Eaton & Van Winkle, LLP, New York (Adam J. Rader of counsel), for appellant.
Strassberg & Strassberg, P.C., New York (Robert Strassberg of counsel), for respondent.
Order, Supreme Court, New York County (Shirley Werner, J.), entered March 16, 2015, which denied defendant Carolyn Limquee’s motion to amend her answer to plead the proposed fourth, seventh, and eighth affirmative defenses, and otherwise affirmed, without costs.

The record reflects that plaintiff’s sole owner, principal and employee was convicted, after a jury trial, of conspiracy to commit mail and wire fraud, and substantive mail fraud and substantive wire fraud in connection with a scheme to defraud insurance companies. Nevertheless, plaintiff seeks to enforce the provisions of a promissory note providing that it receive 50% of the death benefits payable under a policy on the life of Limquee’s late husband.
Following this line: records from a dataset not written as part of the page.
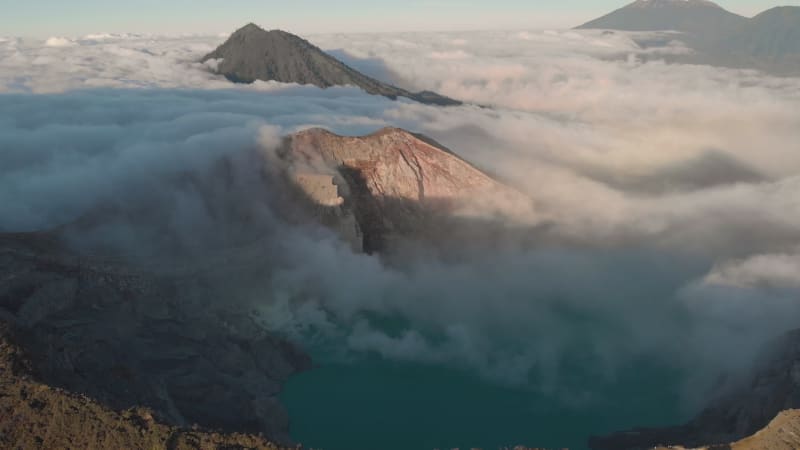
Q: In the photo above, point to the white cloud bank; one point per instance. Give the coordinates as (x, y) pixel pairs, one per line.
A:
(663, 192)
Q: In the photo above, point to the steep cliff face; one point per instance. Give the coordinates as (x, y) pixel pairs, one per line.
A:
(746, 407)
(400, 184)
(128, 338)
(34, 415)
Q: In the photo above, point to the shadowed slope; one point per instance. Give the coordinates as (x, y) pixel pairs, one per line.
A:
(252, 53)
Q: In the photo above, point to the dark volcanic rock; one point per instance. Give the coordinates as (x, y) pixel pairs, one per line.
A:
(252, 53)
(129, 338)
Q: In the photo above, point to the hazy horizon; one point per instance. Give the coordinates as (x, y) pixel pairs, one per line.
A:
(47, 18)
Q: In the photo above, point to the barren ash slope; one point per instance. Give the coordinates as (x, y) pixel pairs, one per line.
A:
(252, 53)
(757, 411)
(770, 41)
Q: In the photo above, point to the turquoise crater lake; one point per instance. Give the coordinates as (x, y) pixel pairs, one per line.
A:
(377, 404)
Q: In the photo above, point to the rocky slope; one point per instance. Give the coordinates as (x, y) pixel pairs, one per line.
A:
(769, 41)
(741, 410)
(36, 416)
(398, 184)
(252, 53)
(127, 338)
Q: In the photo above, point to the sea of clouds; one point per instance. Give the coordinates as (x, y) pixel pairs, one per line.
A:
(665, 195)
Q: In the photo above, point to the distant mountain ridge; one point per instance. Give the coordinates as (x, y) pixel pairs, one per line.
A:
(770, 41)
(696, 16)
(252, 53)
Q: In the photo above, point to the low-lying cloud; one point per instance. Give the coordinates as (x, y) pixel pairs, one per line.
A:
(664, 194)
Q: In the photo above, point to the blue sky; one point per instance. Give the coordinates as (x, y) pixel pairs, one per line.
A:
(43, 18)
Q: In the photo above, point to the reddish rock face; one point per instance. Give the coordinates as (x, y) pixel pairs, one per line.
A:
(394, 163)
(397, 183)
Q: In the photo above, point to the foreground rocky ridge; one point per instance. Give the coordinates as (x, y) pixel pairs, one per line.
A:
(129, 338)
(36, 416)
(398, 185)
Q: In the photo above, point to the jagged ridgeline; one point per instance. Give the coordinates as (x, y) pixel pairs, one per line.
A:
(252, 53)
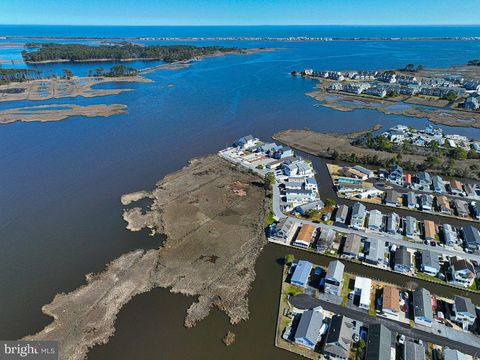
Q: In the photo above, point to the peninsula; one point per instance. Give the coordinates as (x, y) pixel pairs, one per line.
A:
(212, 214)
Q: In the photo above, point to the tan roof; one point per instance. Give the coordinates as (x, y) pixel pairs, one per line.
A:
(306, 233)
(391, 298)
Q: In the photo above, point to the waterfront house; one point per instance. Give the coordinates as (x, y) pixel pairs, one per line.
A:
(285, 230)
(334, 278)
(391, 301)
(464, 310)
(429, 230)
(410, 227)
(363, 289)
(402, 261)
(413, 351)
(339, 338)
(301, 273)
(308, 329)
(462, 272)
(352, 244)
(443, 205)
(430, 264)
(438, 185)
(471, 237)
(461, 207)
(426, 202)
(359, 212)
(392, 198)
(379, 343)
(393, 221)
(456, 188)
(342, 214)
(374, 250)
(411, 200)
(305, 236)
(375, 220)
(422, 307)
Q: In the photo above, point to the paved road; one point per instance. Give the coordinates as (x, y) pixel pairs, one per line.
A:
(399, 327)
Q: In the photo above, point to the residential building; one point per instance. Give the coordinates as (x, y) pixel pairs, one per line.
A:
(402, 262)
(342, 214)
(352, 244)
(359, 212)
(334, 278)
(430, 264)
(339, 338)
(308, 329)
(391, 300)
(422, 307)
(305, 236)
(464, 310)
(301, 273)
(363, 289)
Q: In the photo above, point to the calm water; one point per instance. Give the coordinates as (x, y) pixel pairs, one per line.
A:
(61, 182)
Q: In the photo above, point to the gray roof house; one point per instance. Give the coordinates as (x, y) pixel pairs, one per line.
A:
(334, 278)
(339, 337)
(403, 261)
(379, 343)
(422, 307)
(308, 330)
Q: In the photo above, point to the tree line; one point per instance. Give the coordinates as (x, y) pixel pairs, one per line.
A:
(44, 52)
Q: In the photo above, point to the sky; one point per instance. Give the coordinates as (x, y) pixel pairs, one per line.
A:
(240, 12)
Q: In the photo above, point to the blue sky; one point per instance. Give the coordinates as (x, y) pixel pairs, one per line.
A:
(240, 12)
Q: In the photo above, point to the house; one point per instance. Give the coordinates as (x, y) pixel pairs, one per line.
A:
(285, 230)
(392, 198)
(413, 351)
(245, 142)
(461, 207)
(308, 329)
(379, 343)
(422, 307)
(402, 261)
(359, 212)
(375, 220)
(443, 205)
(342, 214)
(462, 272)
(456, 188)
(305, 236)
(471, 237)
(374, 250)
(301, 273)
(351, 247)
(391, 300)
(334, 278)
(339, 338)
(411, 200)
(393, 221)
(430, 230)
(464, 309)
(410, 227)
(438, 185)
(430, 264)
(363, 289)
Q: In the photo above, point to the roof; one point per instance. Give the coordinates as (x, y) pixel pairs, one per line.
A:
(422, 303)
(379, 342)
(335, 270)
(309, 325)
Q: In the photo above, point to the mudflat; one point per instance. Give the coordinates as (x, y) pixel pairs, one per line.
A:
(212, 213)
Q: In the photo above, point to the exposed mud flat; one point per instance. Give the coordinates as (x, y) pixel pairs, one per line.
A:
(213, 214)
(45, 113)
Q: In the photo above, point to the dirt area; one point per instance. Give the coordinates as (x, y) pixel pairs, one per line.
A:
(212, 214)
(44, 113)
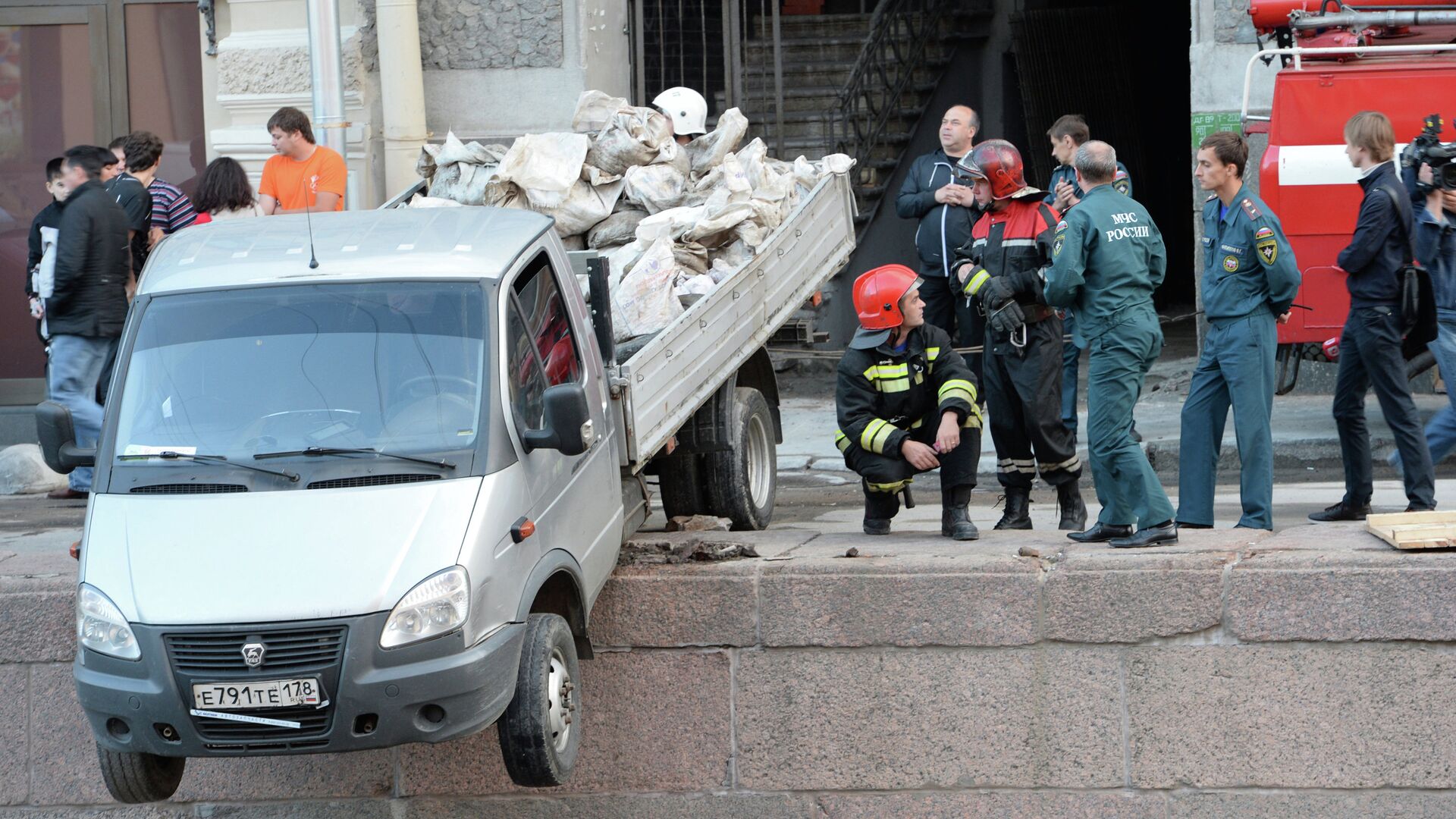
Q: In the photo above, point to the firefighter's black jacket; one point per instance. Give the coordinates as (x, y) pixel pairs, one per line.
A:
(883, 394)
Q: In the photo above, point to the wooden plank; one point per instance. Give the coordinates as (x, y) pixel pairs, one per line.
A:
(1414, 529)
(1398, 518)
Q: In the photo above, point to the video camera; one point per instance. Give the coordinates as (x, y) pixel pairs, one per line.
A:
(1427, 149)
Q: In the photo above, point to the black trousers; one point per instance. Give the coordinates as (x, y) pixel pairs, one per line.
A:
(1370, 356)
(886, 475)
(1024, 400)
(952, 312)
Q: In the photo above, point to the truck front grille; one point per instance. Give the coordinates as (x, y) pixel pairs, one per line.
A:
(287, 651)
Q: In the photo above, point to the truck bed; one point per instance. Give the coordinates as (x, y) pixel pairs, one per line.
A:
(676, 373)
The record indicates that this policy may have been part of the scheme to defraud that resulted in the criminal conviction of plaintiff’s principal.

As the Court of Appeals stated in McConnell v Commonwealth Pictures Corp. (7 NY2d 465, 469 [1960]), “(P)ublic policy closes the doors of our courts to those who sue to collect the rewards of corruption.” The court improperly denied Limquee leave to amend her answer to assert the affirmative defenses of “bribery and corruption” and recovery of fruits of crimes barred. Although the promissory note at issue is not illegal on its face, Limquee demonstrated prima facie that there was a direct connection between the scheme to defraud of plaintiff’s principal and the promissory note plaintiff seeks to enforce and that the scheme was more than a “small illegality” (see McConnell, 7 NY2d at 471). Although it appears that Limquee may have benefitted from the scheme, the court should not intervene to enable the wrongdoer to obtain additional fruits of its crime.

The proposed affirmative defense of in pari delicto was also permissible as an alternative or hypothetical pleading (see CPLR 3014; Finkelstein v Warner Music Group Inc., 14 AD3d 415 [1st Dept 2005]).

The remaining proposed affirmative defenses were defective in that Limquee was unable to demonstrate that she was damaged by the conduct alleged, as the court noted.